The comfort of common knowledge

"Everyone knows how this works." It sounds reassuring—a sign that the team is aligned, experienced, competent.

But this phrase is actually a warning sign.

When "everyone knows" the process, no one owns it.

Why implicit knowledge fails at scale

Implicit knowledge works when:

  • The team is small and stable
  • Everyone has been around long enough to absorb context
  • Edge cases are rare and can be handled ad-hoc
  • There's always someone available who "just knows"

It fails when:

  • The team grows and new hires need to ramp up
  • Key people leave or are unavailable
  • Volume increases and edge cases become routine
  • Consistency matters for customer experience or compliance

The transition from "this works" to "this is breaking" happens faster than organizations expect.

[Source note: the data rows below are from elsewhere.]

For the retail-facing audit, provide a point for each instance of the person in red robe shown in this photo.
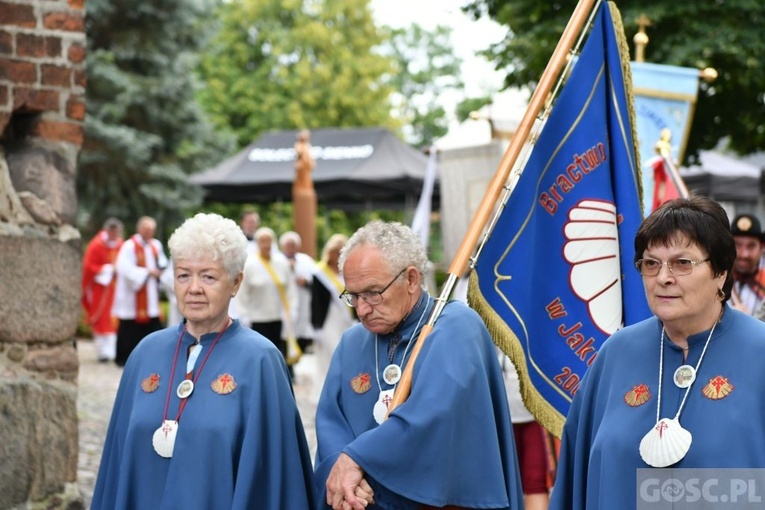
(98, 282)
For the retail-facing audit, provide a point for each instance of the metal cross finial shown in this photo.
(641, 38)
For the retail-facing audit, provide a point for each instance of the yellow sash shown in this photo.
(293, 349)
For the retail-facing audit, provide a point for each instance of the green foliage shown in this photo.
(144, 133)
(724, 35)
(289, 64)
(426, 67)
(470, 105)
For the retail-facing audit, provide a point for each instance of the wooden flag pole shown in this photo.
(483, 213)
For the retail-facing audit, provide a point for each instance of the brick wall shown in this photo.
(42, 67)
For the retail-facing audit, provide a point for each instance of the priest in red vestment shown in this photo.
(98, 282)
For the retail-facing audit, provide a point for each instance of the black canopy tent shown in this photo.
(360, 168)
(723, 177)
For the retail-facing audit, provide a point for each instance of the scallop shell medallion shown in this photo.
(665, 444)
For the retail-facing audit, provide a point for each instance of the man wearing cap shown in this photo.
(748, 276)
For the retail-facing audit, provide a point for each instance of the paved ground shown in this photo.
(98, 386)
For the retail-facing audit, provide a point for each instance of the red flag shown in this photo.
(664, 188)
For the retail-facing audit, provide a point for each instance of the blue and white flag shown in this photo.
(556, 276)
(665, 97)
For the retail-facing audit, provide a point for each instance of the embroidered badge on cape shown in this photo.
(638, 395)
(361, 383)
(151, 383)
(224, 384)
(717, 388)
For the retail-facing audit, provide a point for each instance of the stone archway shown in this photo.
(42, 108)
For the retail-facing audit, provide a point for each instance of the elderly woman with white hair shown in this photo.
(205, 416)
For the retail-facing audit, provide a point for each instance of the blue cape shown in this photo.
(600, 444)
(450, 443)
(241, 450)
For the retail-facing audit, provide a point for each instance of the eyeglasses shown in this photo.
(677, 267)
(371, 297)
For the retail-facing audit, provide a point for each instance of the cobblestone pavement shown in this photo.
(98, 384)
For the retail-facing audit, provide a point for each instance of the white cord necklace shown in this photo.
(392, 373)
(668, 442)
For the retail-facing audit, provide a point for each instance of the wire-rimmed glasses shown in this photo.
(677, 267)
(370, 297)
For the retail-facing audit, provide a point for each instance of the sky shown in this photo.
(468, 36)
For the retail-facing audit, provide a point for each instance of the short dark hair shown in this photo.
(699, 219)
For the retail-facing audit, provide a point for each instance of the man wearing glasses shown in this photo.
(451, 443)
(748, 275)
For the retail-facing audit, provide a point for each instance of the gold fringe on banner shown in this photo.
(624, 56)
(503, 336)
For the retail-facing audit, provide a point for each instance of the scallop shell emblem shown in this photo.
(224, 384)
(150, 384)
(592, 250)
(718, 387)
(638, 395)
(361, 383)
(665, 444)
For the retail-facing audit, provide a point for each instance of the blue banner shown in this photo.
(556, 277)
(665, 97)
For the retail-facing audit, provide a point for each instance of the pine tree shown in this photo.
(144, 132)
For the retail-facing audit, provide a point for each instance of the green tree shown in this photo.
(289, 64)
(144, 132)
(426, 68)
(724, 35)
(470, 105)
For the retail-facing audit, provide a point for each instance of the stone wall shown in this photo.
(42, 109)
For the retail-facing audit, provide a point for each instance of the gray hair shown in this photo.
(210, 235)
(400, 246)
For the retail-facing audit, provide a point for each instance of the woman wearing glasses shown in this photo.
(451, 442)
(683, 389)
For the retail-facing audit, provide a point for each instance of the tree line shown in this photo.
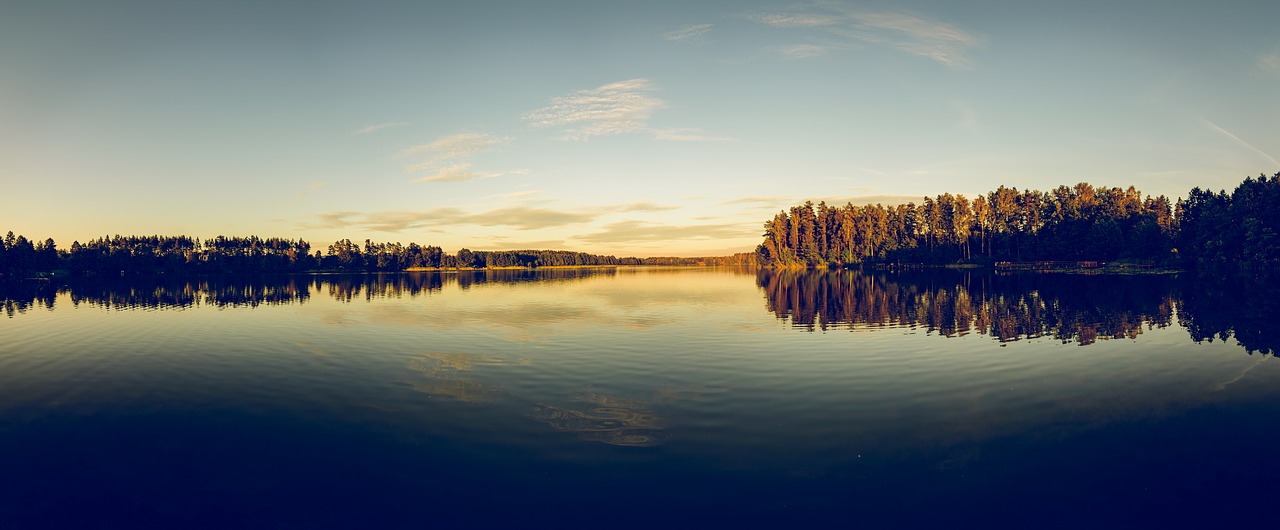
(22, 257)
(1068, 223)
(1072, 309)
(1080, 223)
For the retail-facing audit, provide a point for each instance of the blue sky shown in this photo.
(631, 127)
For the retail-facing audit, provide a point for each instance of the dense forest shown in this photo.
(22, 257)
(1072, 309)
(1080, 223)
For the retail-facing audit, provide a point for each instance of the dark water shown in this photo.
(639, 398)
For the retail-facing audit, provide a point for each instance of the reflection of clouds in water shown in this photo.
(695, 392)
(451, 375)
(1224, 384)
(315, 350)
(606, 419)
(530, 321)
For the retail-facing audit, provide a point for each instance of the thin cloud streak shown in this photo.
(688, 33)
(1228, 133)
(618, 108)
(448, 158)
(521, 218)
(634, 232)
(611, 109)
(908, 33)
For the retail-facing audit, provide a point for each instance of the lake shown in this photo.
(639, 397)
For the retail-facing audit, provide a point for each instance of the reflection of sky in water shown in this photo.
(689, 374)
(607, 419)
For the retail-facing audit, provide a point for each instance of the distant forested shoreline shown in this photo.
(114, 255)
(1080, 223)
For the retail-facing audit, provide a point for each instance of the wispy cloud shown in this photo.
(368, 129)
(640, 206)
(634, 231)
(686, 135)
(611, 109)
(908, 33)
(1238, 140)
(689, 33)
(447, 159)
(766, 201)
(803, 50)
(517, 216)
(618, 108)
(521, 218)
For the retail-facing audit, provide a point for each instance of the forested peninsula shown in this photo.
(22, 257)
(1078, 224)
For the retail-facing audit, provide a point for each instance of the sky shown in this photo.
(634, 128)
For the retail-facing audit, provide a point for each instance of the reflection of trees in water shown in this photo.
(17, 297)
(159, 292)
(954, 304)
(1244, 306)
(606, 419)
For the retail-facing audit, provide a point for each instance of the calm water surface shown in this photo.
(638, 397)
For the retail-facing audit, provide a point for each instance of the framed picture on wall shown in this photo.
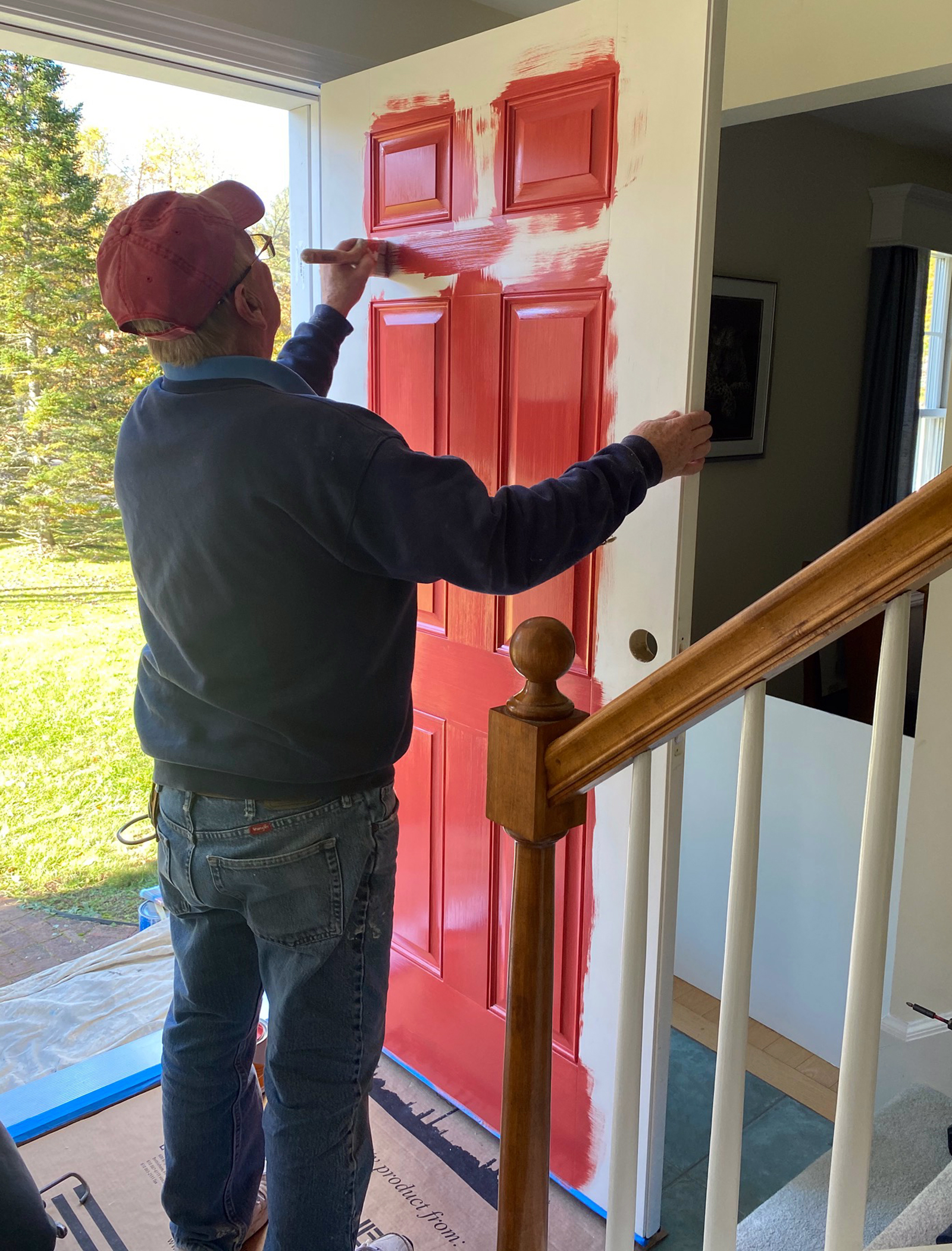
(738, 365)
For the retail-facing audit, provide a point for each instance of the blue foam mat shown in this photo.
(77, 1091)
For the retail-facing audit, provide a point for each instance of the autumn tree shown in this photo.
(277, 224)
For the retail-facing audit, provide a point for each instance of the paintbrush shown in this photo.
(387, 254)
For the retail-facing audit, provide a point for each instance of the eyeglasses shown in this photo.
(264, 247)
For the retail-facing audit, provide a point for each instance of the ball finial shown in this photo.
(542, 649)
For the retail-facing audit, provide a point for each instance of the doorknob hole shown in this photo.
(643, 646)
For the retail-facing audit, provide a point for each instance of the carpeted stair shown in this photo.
(910, 1151)
(928, 1216)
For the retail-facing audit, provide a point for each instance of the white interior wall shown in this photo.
(792, 55)
(813, 789)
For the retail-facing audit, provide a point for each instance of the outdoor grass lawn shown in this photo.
(70, 765)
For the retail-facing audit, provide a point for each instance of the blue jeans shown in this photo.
(299, 902)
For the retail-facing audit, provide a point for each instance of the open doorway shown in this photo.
(77, 145)
(804, 203)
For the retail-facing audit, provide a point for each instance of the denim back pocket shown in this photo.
(173, 865)
(296, 899)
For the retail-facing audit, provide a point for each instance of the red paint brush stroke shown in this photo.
(457, 252)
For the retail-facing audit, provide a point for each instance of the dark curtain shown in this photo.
(888, 402)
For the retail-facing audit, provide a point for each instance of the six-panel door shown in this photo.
(508, 376)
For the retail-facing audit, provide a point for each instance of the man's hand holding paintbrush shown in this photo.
(346, 269)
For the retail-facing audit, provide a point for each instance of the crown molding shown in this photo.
(173, 34)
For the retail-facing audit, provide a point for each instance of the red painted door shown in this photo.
(498, 165)
(508, 376)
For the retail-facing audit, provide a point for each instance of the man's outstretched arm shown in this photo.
(423, 518)
(313, 351)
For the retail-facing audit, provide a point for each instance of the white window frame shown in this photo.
(937, 359)
(222, 60)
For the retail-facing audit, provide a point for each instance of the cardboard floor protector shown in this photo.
(119, 1152)
(413, 1191)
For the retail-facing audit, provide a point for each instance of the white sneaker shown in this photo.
(259, 1218)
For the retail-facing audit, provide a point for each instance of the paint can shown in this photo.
(261, 1046)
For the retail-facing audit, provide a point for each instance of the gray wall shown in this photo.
(794, 208)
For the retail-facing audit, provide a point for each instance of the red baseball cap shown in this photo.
(169, 257)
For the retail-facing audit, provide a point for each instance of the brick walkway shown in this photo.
(33, 941)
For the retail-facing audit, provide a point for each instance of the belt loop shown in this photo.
(187, 803)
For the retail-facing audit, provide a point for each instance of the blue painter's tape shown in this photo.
(76, 1091)
(576, 1194)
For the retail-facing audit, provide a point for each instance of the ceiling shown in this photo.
(917, 119)
(524, 8)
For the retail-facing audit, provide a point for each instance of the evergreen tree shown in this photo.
(67, 376)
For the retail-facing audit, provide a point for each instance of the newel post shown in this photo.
(542, 649)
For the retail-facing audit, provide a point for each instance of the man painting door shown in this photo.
(541, 184)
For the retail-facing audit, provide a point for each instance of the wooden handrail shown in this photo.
(900, 551)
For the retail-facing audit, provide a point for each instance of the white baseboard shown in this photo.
(913, 1031)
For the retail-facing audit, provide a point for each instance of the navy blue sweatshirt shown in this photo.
(277, 541)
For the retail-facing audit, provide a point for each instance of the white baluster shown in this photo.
(724, 1178)
(853, 1130)
(622, 1181)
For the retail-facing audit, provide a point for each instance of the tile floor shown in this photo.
(772, 1058)
(781, 1137)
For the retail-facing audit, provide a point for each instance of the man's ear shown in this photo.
(248, 304)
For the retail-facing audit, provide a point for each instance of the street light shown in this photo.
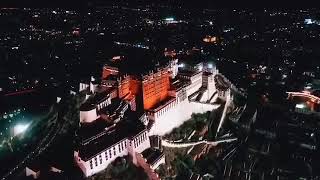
(20, 128)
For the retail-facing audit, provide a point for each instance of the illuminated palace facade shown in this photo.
(123, 110)
(167, 90)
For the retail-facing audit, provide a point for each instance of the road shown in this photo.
(42, 146)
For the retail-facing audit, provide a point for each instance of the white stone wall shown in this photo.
(137, 144)
(88, 116)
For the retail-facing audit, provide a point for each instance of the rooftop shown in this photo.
(123, 129)
(152, 155)
(93, 101)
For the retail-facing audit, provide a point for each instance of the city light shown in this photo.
(169, 19)
(300, 106)
(181, 65)
(20, 128)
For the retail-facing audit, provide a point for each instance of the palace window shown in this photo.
(106, 153)
(100, 159)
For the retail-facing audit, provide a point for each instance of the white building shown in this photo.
(97, 151)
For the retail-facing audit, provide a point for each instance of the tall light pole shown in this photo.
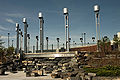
(8, 40)
(81, 39)
(41, 32)
(17, 39)
(52, 47)
(47, 42)
(37, 44)
(28, 36)
(84, 38)
(58, 43)
(21, 42)
(69, 42)
(25, 34)
(93, 38)
(65, 11)
(73, 43)
(96, 10)
(12, 42)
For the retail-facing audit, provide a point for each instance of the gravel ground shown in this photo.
(22, 76)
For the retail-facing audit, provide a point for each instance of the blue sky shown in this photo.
(81, 14)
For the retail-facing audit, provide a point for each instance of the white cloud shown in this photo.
(3, 28)
(10, 21)
(14, 15)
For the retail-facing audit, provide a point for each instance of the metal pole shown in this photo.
(21, 37)
(41, 34)
(25, 34)
(99, 24)
(52, 47)
(84, 38)
(12, 43)
(33, 49)
(96, 16)
(28, 36)
(8, 40)
(17, 42)
(47, 43)
(57, 43)
(68, 43)
(36, 44)
(65, 32)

The cost of implicit knowledge

Organizations pay for implicit knowledge in hidden ways:

  • Extended onboarding — New hires take months to become effective because knowledge isn't documented
  • Single points of failure — Only certain people can handle certain situations
  • Inconsistent outputs — "It depends who's working" becomes normal
  • Fragility under stress — When volume spikes, the system breaks because knowledge can't scale
  • Knowledge loss — When the person who "just knows" leaves, the knowledge leaves too

The scaling inflection point

Most organizations hit a breaking point between 15 and 50 people. Below 15, implicit knowledge works. Above 50, it clearly doesn't. The messy middle is where teams struggle—things still work, but require more and more heroics to maintain.

Signs implicit knowledge is becoming a liability

  • "Ask Sarah—she knows how this works"
  • New hires shadow veterans for weeks before being productive
  • Process questions are answered with "it depends" more than explicit rules
  • The same edge case is handled differently by different people
  • Vacation coverage requires extensive knowledge transfer

Each of these converts implicit knowledge into explicit operational risk.

How to make implicit knowledge explicit

  1. Map how work actually flows — Not how it's supposed to, but how people really do it
  2. Document decision rules — When people face choices, what determines the answer?
  3. Identify exception patterns — What "edge cases" happen regularly enough to need rules?
  4. Assign ownership — Who's responsible for maintaining this knowledge over time?

This isn't bureaucracy—it's building operational resilience.

The stability principle

A stable workflow doesn't depend on specific people being present or having absorbed years of context.

It works because ownership is clear, rules are explicit, and exceptions are handled predictably—even when "the person who knows" isn't available.

Converting "everyone knows" into explicit, owned, documented process is a core part of establishing workflow stability.